Kantians on the other hand, think that consequences are unpredictable and morally irrelevant. What matters for ethics are your intentions. If you honestly and truly intend good for everyone, you're a moral person, even if through no fault of your own, it turns out that your actions have bad effects.
You can think of it like this diagram:
Intentions → Action → Consequences
Philosophers kept debating whether the heart of ethics really is: in the intention or in the consequence?
In the late twentieth century, a new school of though emerged that asked the question, if this debate between intentions and consequences is so central to ethics, why don't the ancients seem to care about it? The answer that was worked out by Elizabeth Anscombe, Philippa Foot, and Alasdair MacIntyre and slowly popularized came to be known as "virtue ethics", but I argue a better name for it is "character ethics".
Where do your intentions come from? They emerge from your character. Where does your character come from? It's a consequence of your earlier actions. The diagram I put up before is actually a circle with character as the missing link. So, when we read Aristotle, the ethical question he is trying to answer with his theory of virtues is not "what are good intentions?" or "what are good consequences?" but "how do I become a good person?" and for him, to be a good person is to have a good character with a virtuous (moderate) disposition.

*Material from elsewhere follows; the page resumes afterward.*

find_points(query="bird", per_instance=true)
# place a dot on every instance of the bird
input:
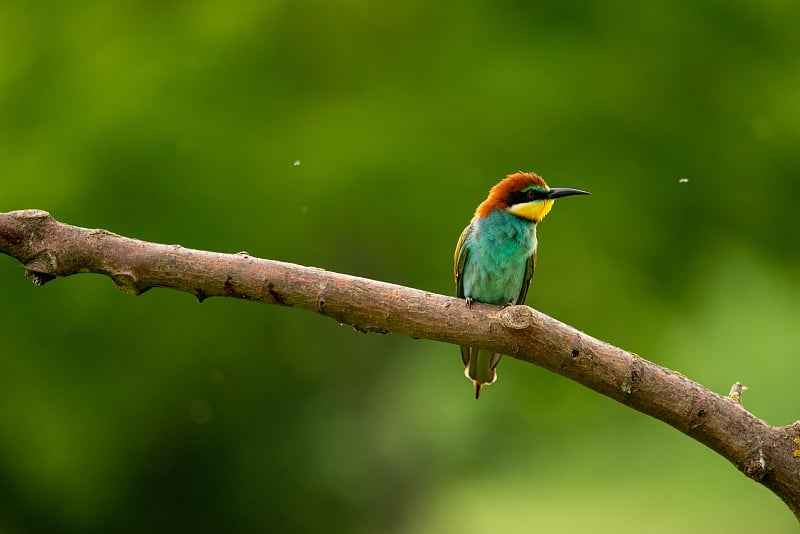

The reason the debate between the utilitarians and the Kantians couldn't be resolved was that they were both only seeing a small part of ethics and trying to take it for the whole. The virtue ethicists helped us break out of this circular argument by getting us to look at other perspectives. Once we start looking at ethics from this broader perspective, the central question becomes what kind of person do I want to be? Should I be a political man of action, as Aristotle suggests? Should I be saintly lover of God and man, as in Catholic social teaching? Should I be a humane bureaucrat, as in the Confucian tradition? Should I try to be a caring mother, as in feminist care ethics? These questions aren't easy to answer, but their more tractable than the interminable academic circle that dominated discourse before the reemergence of virtue ethics.